Şöyle bir düşünelim; nelere nokta koymadık ki bu zamana kadar hayatta?
Doğduk, kundaktayken emeklemeye başladık, ana kucağına nokta koyduk. Hiç bir derdimizi anlatamamanın verdiği sıkıntıyı ağlamaya nokta koyduk, konuşmayı yeni sökerken. Okula başladık cahilliğe, ana ve baba himayesine nokta koyduk. Artık dışarı açılıyorduk, her geçen seneye nokta koyduk. İlk, orta, lise ve üniversite derken deli dolu çağımıza, vurdumduymazlığımıza, belki de asi gençliğimize nokta koyduk.

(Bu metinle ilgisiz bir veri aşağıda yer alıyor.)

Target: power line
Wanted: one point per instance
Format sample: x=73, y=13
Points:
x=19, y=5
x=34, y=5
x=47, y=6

Sonra bir de bakmışız ki evlenme, yuva kurma telaşesine kapılmışız. Çoluk, çocuğa da kavuşunca bekarlığa, yalnızlığa nokta koyuyoruz ister istemez. Bir de bakmışız ki, iki günlük ömrümüz kaldı, saç sakal ağardı. Yaş yetmiş iş bitmiş hesabı, bundan sonra hayattan pek bir beklentimiz de kalmamış. Çoluk, çocuktan sonra torunların sevinçleri ile sevinmeye, dertleri ile dertlenmeye başlarız. Sanki her şey bitiyormuş hissine kapılırız. Hep "sona mı geldim acaba?" deyip dururuz. Bu zamana kadar geçen hayatın evrelerini koyduğumuz her noktadan sonra, yeni bir sayfaları açar bize hayat aslında. Belki de bizim nokta dediğimiz şey sadece bir virgülden ibaretir. Noktasız diyarlarda buluşmak ümidi ile arkadaşlar.